Re: [PATCH v2] cxl: Prevent adapter reset if an active context exists

2016-10-12 Thread Andrew Donnellan

On 12/10/16 15:17, Vaibhav Jain wrote:

This patch prevents resetting the cxl adapter via sysfs in presence of
one or more active cxl_context on it. This protects against an
unrecoverable error caused by PSL owning a dirty cache line even after
reset and host tries to touch the same cache line. In case a force reset
of the card is required irrespective of any active contexts, the int
value -1 can be stored in the 'reset' sysfs attribute of the card.

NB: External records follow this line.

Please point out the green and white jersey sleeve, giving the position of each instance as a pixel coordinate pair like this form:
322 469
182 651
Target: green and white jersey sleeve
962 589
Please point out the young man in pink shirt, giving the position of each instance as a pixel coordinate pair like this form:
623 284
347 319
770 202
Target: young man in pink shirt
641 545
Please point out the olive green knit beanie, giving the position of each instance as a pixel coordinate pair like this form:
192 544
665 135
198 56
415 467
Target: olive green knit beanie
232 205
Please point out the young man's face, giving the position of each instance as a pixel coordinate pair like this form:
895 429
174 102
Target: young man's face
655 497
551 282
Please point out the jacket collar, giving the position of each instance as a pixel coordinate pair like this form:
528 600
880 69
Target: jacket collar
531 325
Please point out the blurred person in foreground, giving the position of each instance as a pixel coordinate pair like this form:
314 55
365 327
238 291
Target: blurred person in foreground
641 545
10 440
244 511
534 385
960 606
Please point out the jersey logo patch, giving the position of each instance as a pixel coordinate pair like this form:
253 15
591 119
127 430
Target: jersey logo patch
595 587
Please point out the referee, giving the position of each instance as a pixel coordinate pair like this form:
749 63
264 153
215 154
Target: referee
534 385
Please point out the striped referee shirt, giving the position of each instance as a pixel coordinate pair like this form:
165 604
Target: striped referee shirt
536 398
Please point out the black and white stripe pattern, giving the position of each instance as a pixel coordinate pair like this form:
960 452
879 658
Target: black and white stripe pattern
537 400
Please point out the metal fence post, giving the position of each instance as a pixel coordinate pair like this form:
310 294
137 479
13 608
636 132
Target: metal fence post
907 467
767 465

The patch introduces a new atomic_t member named contexts_num inside
struct cxl that holds the number of active context attached to the card
, which is checked against '0' before proceeding with the reset. To
prevent against a race condition where a context is activated just after
reset check is performed, the contexts_num is atomically set to '-1'
after reset-check to indicate that no more contexts can be activated on
the card anymore.

Before activating a context we atomically test if contexts_num is
non-negative and if so, increment its value by one. In case the value of
contexts_num is negative then it indicates that the card is about to be
reset and context activation is error-ed out at that point.

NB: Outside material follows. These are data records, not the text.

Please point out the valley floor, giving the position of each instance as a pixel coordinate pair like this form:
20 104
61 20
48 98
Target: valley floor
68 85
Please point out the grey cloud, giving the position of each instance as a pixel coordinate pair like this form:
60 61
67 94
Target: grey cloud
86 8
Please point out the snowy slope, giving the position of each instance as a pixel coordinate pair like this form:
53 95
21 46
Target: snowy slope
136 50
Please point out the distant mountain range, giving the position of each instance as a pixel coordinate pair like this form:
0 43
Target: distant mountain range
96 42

Signed-off-by: Vaibhav Jain 


All the changes look good to me.

Reviewed-by: Andrew Donnellan 


diff --git a/Documentation/ABI/testing/sysfs-class-cxl 
b/Documentation/ABI/testing/sysfs-class-cxl
index 4ba0a2a..dae2b38 100644
--- a/Documentation/ABI/testing/sysfs-class-cxl
+++ b/Documentation/ABI/testing/sysfs-class-cxl
@@ -220,8 +220,11 @@ What:   /sys/class/cxl//reset
 Date:   October 2014
 Contact:linuxppc-dev@lists.ozlabs.org
 Description:write only
-Writing 1 will issue a PERST to card which may cause the card
-to reload the FPGA depending on load_image_on_perst.
+Writing 1 will issue a PERST to card provided there are no
+   contexts active on any one of the card AFUs. This may cause
+   the card to reload the FPGA depending on load_image_on_perst.
+   Writing -1 will do a force PERST irrespective of any active
+   contexts on the card AFUs.


Ugh, spaces vs tabs bites again :(

--
Andrew Donnellan  OzLabs, ADL Canberra
andrew.donnel...@au1.ibm.com  IBM Australia Limited



[PATCH v2] cxl: Prevent adapter reset if an active context exists

2016-10-11 Thread Vaibhav Jain
This patch prevents resetting the cxl adapter via sysfs in presence of
one or more active cxl_context on it. This protects against an
unrecoverable error caused by PSL owning a dirty cache line even after
reset and host tries to touch the same cache line. In case a force reset
of the card is required irrespective of any active contexts, the int
value -1 can be stored in the 'reset' sysfs attribute of the card.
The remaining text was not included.